Emily's Battle Against Brain Tumors
The 30th of September 2018 was the start of young Emily's fight for life!!
Emily had been complaining of headaches for a few weeks with multiple visits to the GP only to be told that she had a simple Virus and was a little dehydrated. As Emily was already wearing glasses her Mum and Dad thought it may have been her perscription that was casuing the headaches and booked an Optometrist appointment. After a short 20 minute appointment the optometrist advised them that there was some significant swelling behind and around Emily optic nerve and referred Emily directly to the Emergency Department at the local hospital.
Emily was examined by an eye specialist who confirmed the diagnosis of Papilledema and ordered an immediate MRI on Emily's brain. After the MRI was completed the Doctors called Emily's parents and asked them to attend a meeting suggesting that they find someone who may be able to mind their other child Mason while at the meeting. It was at this time that Emily's family knew the news would not be good.
The Doctors explained to Emily's family that the MRI had revealed a very large brain tumour (7cm x 6cm x 2cm) on the Left side of her brain. The tumour was so large that it wrapped around the left optic nerve and down into the brain stem. Doctors advised that Emily was at a high risk of severe stroke due to its size and location and advised that surgery would be required to save her life.
Emily's brain surgery went for over 5 hours, during which the extensive team of Doctors were able to remove 90% of the tumour. Unfortunately for Emily the remaining 10% of the brain tumour is extremely close to the brain stem making it inoperable due to the high risk factors involved.

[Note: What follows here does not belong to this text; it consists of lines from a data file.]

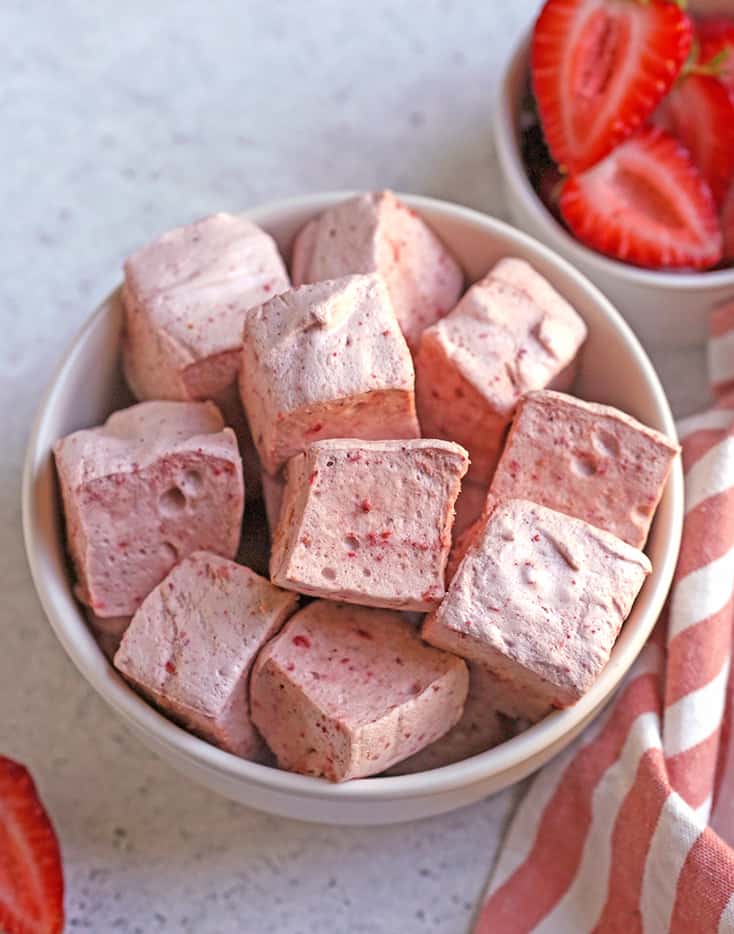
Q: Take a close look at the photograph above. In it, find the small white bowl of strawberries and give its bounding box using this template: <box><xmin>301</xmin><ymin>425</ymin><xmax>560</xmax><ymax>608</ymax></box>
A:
<box><xmin>495</xmin><ymin>0</ymin><xmax>734</xmax><ymax>346</ymax></box>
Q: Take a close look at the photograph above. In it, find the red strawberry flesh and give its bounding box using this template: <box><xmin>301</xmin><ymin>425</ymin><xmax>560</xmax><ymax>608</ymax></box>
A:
<box><xmin>560</xmin><ymin>128</ymin><xmax>722</xmax><ymax>269</ymax></box>
<box><xmin>0</xmin><ymin>756</ymin><xmax>64</xmax><ymax>934</ymax></box>
<box><xmin>531</xmin><ymin>0</ymin><xmax>692</xmax><ymax>172</ymax></box>
<box><xmin>654</xmin><ymin>73</ymin><xmax>734</xmax><ymax>204</ymax></box>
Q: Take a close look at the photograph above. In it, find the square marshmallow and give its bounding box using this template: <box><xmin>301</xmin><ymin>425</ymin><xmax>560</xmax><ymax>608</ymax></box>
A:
<box><xmin>292</xmin><ymin>191</ymin><xmax>464</xmax><ymax>349</ymax></box>
<box><xmin>54</xmin><ymin>402</ymin><xmax>244</xmax><ymax>618</ymax></box>
<box><xmin>270</xmin><ymin>439</ymin><xmax>468</xmax><ymax>611</ymax></box>
<box><xmin>491</xmin><ymin>390</ymin><xmax>679</xmax><ymax>548</ymax></box>
<box><xmin>415</xmin><ymin>259</ymin><xmax>586</xmax><ymax>483</ymax></box>
<box><xmin>250</xmin><ymin>600</ymin><xmax>469</xmax><ymax>782</ymax></box>
<box><xmin>114</xmin><ymin>551</ymin><xmax>298</xmax><ymax>760</ymax></box>
<box><xmin>423</xmin><ymin>499</ymin><xmax>650</xmax><ymax>714</ymax></box>
<box><xmin>123</xmin><ymin>214</ymin><xmax>290</xmax><ymax>404</ymax></box>
<box><xmin>390</xmin><ymin>664</ymin><xmax>515</xmax><ymax>775</ymax></box>
<box><xmin>240</xmin><ymin>275</ymin><xmax>420</xmax><ymax>473</ymax></box>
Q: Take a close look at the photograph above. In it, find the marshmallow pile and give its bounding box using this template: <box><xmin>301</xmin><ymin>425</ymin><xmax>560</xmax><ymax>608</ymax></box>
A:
<box><xmin>55</xmin><ymin>192</ymin><xmax>678</xmax><ymax>782</ymax></box>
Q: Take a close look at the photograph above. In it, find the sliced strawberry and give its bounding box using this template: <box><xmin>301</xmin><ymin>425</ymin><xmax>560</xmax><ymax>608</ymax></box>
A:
<box><xmin>530</xmin><ymin>0</ymin><xmax>693</xmax><ymax>172</ymax></box>
<box><xmin>721</xmin><ymin>181</ymin><xmax>734</xmax><ymax>262</ymax></box>
<box><xmin>561</xmin><ymin>128</ymin><xmax>722</xmax><ymax>269</ymax></box>
<box><xmin>653</xmin><ymin>72</ymin><xmax>734</xmax><ymax>204</ymax></box>
<box><xmin>696</xmin><ymin>17</ymin><xmax>734</xmax><ymax>91</ymax></box>
<box><xmin>0</xmin><ymin>756</ymin><xmax>64</xmax><ymax>934</ymax></box>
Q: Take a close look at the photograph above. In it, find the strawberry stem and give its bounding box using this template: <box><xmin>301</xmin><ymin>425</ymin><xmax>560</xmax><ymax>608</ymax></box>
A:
<box><xmin>678</xmin><ymin>39</ymin><xmax>731</xmax><ymax>81</ymax></box>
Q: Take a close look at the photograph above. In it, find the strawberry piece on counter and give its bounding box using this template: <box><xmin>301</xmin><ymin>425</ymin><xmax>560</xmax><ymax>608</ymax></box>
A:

After Emily's operation she spent 3 weeks in PICU (Pediatric Intensive Care Unit), 2 of theses weeks Emily was intubated and unable to communicate. Pathology returned while Emily was in PICU which identified Emily Tumour as a 'Clear Cell Meningioma - Stage II. This form of brain tumour is very rare in children.
During Emily's stay in PICU her Mum and Dad were advised that Emily had experienced 2 strokes during the procedure which has significantly affected her speech, vision to her right eye and her ability to move the left side of her body or walk. Emily and her family have been told by Doctors that they simply do not know to what extent Emily will recover.
What Emily's family and friends want is to be able to give her every opportunity to fight and make the best recovery possible. Emily has not been home since the 30th of September and still has 6 weeks of Radiotherapy ahead of her to try and stop any further growth and complications arising form the Brain Tumour.
Unfortunately for Emily this means she will have to spend Christmas in Hospital. As Emily is unable to walk and now requires a motorised wheelchair, her family have extensive renovations needed for their home before Emily will be able to return home.
Please help Emily's Family get their little girl home ASAP!!!
Big thank you goes out to Fight for Connor who have been absolutely amazing with all there help with the home modifications.
Next goal we want to get Emily out of the patient transports and Taxi ‘s and back into a family car. This isn’t a small ticket item and Emily and her family are doing everything they can to make things work. We have raised our target to get Emily the help her and her family need to get around.
Only 3 weeks of radiation to go let’s go Em !!!!